Second plane hit, which clearly wasn’t an accident. It was scary, I mean, you didn’t know exactly what was going on and I remember thinking I wanted to get somewhere where there’s not tall buildings…”
Edelson compares the effect that this day had on him to how he felt in the 1980s, growing up and always fearing nuclear war because of the historical events of that time period. He recalls fearing what would come next, and waiting for what would come next.
The next Monday, Edelson went back to work.
“I remember walking back to work that day, you know, sort of proud that we were getting back to work, but also scared for whatever would happen after that.
In the immediate aftermath of September 11 I remember feeling like everyone was kind of in it together, especially for the fire and police, wanting to do anything to help them, people looking to give blood, that kind of thing.”
Michael Bouchard, School of Professional Affairs
Adjunct Professional Lecturer
At the time of the attacks, Bouchard worked for the ATF National Response team.

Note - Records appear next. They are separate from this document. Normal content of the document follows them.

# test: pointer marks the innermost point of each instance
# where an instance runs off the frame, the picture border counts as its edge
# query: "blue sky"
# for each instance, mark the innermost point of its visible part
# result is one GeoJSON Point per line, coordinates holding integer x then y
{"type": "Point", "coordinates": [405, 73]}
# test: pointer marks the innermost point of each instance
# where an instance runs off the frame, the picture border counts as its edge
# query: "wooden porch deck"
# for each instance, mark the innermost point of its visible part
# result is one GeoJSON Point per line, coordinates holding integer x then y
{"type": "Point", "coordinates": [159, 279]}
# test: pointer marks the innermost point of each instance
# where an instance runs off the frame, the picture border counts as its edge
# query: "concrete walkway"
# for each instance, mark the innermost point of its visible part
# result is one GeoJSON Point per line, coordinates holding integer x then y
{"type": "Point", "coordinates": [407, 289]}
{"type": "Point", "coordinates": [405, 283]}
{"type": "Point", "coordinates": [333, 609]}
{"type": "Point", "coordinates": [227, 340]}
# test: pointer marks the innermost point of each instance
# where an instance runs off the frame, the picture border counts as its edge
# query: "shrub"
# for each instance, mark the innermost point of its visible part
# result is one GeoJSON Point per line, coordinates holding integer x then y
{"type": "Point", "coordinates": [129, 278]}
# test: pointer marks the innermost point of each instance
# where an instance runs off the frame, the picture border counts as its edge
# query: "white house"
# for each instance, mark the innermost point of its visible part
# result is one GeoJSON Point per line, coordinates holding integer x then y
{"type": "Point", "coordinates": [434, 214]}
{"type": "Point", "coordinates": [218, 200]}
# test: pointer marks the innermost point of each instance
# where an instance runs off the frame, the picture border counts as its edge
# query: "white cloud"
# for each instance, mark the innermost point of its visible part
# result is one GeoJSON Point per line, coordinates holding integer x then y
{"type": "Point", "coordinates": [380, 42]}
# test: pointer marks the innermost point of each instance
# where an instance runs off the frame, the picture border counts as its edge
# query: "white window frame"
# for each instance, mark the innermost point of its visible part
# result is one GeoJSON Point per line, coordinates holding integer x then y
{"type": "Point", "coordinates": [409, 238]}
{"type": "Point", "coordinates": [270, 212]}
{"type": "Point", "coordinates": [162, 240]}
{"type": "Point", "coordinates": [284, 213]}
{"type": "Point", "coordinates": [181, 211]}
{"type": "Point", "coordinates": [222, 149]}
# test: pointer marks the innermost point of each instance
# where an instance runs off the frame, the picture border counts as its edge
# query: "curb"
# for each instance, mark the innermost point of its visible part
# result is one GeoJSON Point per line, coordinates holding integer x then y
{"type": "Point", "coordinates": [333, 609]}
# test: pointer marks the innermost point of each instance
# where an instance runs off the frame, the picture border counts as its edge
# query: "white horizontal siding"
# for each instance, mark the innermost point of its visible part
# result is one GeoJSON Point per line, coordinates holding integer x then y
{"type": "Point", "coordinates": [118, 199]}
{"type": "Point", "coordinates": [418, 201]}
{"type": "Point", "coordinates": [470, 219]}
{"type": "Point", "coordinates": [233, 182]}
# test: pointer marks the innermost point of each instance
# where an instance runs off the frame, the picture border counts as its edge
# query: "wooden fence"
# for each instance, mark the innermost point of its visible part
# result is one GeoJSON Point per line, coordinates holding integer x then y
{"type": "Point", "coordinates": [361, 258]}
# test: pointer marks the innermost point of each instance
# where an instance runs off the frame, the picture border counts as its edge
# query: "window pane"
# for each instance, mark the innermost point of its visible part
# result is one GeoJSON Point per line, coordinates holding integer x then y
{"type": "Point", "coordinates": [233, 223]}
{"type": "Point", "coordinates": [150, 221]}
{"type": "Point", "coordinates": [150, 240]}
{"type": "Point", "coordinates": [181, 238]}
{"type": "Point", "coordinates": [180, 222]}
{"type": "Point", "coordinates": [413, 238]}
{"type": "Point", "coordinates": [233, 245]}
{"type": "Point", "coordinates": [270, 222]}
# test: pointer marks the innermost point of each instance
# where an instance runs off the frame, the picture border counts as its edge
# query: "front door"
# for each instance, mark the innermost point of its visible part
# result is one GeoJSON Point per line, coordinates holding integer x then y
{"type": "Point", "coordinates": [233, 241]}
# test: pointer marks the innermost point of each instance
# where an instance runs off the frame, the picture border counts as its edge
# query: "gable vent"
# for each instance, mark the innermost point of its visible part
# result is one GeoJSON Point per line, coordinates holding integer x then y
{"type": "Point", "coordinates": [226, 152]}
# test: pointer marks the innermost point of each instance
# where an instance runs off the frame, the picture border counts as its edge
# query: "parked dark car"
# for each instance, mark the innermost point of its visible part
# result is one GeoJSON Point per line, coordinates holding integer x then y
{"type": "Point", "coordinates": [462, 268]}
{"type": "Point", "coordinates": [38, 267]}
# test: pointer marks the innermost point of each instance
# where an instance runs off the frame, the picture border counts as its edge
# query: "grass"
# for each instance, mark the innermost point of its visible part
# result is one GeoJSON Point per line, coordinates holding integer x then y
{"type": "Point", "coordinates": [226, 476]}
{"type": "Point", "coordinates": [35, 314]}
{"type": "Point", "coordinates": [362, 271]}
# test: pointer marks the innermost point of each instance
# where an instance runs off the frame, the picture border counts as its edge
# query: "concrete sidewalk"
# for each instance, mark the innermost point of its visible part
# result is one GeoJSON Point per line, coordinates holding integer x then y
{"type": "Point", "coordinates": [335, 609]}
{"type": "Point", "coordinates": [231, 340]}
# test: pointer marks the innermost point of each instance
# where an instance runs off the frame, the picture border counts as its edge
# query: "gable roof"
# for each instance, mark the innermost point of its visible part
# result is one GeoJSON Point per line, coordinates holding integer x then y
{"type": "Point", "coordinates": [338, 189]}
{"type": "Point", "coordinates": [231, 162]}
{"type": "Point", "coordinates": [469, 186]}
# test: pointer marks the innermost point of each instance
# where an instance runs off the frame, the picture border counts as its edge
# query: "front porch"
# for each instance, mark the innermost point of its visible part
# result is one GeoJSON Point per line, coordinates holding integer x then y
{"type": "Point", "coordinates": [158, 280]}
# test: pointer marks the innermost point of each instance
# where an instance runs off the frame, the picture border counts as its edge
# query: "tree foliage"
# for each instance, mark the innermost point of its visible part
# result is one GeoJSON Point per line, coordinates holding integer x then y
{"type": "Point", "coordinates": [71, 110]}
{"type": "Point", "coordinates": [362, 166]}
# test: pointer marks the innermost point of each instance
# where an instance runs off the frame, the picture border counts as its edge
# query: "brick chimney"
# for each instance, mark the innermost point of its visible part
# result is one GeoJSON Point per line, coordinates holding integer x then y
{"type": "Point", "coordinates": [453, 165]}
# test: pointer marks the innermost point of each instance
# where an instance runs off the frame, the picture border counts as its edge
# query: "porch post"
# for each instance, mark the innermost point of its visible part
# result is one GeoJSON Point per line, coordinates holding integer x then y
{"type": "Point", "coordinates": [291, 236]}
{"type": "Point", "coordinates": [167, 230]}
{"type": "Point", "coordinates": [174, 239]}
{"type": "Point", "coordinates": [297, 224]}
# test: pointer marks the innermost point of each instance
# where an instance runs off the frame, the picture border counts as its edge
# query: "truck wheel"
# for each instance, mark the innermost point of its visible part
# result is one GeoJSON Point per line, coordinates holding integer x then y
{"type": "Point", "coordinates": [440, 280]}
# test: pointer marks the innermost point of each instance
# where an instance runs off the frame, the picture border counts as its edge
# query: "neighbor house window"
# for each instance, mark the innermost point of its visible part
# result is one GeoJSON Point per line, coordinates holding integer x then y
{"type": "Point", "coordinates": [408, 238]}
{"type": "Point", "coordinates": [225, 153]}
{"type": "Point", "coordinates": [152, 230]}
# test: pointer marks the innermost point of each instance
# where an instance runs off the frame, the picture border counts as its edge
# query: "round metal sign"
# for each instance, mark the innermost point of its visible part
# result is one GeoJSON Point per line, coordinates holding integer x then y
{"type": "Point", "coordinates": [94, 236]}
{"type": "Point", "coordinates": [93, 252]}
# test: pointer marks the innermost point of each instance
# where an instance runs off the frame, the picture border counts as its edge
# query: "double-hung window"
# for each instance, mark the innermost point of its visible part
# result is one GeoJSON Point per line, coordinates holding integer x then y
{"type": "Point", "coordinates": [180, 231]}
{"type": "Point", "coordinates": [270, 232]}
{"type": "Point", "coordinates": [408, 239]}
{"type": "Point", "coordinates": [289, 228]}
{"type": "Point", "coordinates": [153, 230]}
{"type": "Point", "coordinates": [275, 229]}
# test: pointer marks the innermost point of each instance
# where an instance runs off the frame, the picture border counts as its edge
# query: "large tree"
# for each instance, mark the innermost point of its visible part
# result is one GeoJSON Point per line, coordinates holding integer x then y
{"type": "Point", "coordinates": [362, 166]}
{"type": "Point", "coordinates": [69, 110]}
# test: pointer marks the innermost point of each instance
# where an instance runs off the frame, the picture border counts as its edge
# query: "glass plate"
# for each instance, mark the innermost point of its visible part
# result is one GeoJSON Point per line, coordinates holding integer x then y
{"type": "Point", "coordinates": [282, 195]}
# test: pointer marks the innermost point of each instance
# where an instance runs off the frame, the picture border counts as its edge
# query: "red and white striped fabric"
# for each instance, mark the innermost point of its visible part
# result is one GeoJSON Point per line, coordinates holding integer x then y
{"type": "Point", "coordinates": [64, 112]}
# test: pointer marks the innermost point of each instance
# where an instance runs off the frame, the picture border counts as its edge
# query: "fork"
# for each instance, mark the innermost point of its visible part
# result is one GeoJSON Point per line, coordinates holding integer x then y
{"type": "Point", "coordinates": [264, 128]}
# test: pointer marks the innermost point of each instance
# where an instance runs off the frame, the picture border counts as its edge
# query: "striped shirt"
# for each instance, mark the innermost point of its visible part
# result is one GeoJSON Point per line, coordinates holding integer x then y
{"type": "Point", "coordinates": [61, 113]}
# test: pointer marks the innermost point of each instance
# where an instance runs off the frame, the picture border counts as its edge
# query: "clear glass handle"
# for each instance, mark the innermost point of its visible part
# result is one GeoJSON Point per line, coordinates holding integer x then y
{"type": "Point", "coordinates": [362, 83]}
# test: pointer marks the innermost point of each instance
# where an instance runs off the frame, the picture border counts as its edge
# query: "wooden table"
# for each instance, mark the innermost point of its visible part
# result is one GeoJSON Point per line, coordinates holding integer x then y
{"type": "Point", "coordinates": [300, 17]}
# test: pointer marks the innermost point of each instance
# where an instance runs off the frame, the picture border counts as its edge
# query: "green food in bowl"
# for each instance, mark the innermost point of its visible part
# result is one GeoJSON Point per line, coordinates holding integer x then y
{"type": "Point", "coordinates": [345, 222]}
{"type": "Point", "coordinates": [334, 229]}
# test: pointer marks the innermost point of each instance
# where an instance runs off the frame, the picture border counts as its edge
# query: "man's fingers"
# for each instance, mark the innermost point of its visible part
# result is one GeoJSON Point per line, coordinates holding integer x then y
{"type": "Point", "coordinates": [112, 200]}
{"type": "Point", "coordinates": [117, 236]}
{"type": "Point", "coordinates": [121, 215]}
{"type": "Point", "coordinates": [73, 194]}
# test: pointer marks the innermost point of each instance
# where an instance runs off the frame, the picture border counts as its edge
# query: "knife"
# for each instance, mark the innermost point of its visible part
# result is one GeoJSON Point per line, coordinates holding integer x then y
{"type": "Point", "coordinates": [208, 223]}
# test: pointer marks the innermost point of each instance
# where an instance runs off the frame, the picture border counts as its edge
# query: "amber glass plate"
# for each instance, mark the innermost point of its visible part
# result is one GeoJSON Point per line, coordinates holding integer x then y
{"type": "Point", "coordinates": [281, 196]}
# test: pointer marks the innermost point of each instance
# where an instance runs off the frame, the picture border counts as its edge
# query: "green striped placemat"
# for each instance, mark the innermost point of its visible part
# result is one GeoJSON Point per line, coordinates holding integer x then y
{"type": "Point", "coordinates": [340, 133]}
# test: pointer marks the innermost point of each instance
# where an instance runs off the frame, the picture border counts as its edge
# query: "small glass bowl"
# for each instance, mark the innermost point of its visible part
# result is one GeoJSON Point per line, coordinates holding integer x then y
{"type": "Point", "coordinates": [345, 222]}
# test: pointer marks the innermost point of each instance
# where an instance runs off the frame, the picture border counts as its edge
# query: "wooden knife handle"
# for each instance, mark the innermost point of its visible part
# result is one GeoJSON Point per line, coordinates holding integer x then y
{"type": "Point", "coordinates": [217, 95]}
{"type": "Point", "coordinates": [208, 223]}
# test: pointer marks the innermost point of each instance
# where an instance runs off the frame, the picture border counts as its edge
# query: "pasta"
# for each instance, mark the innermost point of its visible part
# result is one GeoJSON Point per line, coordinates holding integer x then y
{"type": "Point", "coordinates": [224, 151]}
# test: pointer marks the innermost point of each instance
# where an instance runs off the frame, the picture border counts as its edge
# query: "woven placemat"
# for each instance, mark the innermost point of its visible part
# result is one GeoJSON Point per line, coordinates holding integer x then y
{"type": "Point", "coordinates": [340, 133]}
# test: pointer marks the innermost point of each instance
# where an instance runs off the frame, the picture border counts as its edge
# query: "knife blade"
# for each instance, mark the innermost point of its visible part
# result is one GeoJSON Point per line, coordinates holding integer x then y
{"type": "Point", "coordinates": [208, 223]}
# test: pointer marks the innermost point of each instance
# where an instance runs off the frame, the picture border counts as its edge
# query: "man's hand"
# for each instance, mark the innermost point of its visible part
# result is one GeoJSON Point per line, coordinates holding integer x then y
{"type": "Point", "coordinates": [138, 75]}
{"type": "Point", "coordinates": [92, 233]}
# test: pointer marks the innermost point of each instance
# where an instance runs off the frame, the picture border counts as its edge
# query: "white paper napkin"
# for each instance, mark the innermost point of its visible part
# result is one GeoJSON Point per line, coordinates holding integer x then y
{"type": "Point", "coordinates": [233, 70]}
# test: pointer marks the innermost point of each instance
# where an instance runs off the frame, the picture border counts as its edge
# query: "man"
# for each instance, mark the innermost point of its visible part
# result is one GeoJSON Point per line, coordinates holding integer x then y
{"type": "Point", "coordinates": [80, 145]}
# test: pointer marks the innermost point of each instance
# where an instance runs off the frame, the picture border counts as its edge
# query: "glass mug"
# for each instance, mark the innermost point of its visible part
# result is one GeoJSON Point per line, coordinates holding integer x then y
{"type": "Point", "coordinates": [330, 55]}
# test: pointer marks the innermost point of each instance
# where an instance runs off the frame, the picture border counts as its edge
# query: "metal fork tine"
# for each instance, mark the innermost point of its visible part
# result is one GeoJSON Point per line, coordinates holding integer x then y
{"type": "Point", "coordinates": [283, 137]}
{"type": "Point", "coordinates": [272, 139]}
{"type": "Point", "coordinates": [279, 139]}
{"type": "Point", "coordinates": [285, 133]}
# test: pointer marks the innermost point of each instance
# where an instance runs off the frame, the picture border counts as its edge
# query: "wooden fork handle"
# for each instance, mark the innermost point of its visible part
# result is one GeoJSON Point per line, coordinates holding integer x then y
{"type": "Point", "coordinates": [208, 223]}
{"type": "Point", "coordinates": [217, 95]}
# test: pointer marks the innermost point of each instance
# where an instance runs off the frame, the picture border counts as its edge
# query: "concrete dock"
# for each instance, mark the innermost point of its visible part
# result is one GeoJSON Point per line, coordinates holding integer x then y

“When the plane hit, I was at Dulles Airport headed to Pittsburgh, and you know, I was just sitting there waiting for my plane and watched the results of the first plane hitting and then watching the second one, sitting next to a pilot, who just said the first one was not an accident...of course, our flight was cancelled.
I was then dispatched to take teams up to the World Trade Center and then shortly thereafter when the Pentagon got hit, they diverted me toward the Pentagon. So we got our teams together on the 11 and responded to the Pentagon on the 12; maybe sixty people initially and then about a hundred, hundred-plus, and we worked with the FBI and the other agencies on the plan of, you know, how are we going to look behind the scenes? So for 17, 18 days we processed that scene with victims and potential evidence.”
Clarification: The original post did not include Rebecca Cooper's role as a professor in the School of Communications. The post has been updated to include this information.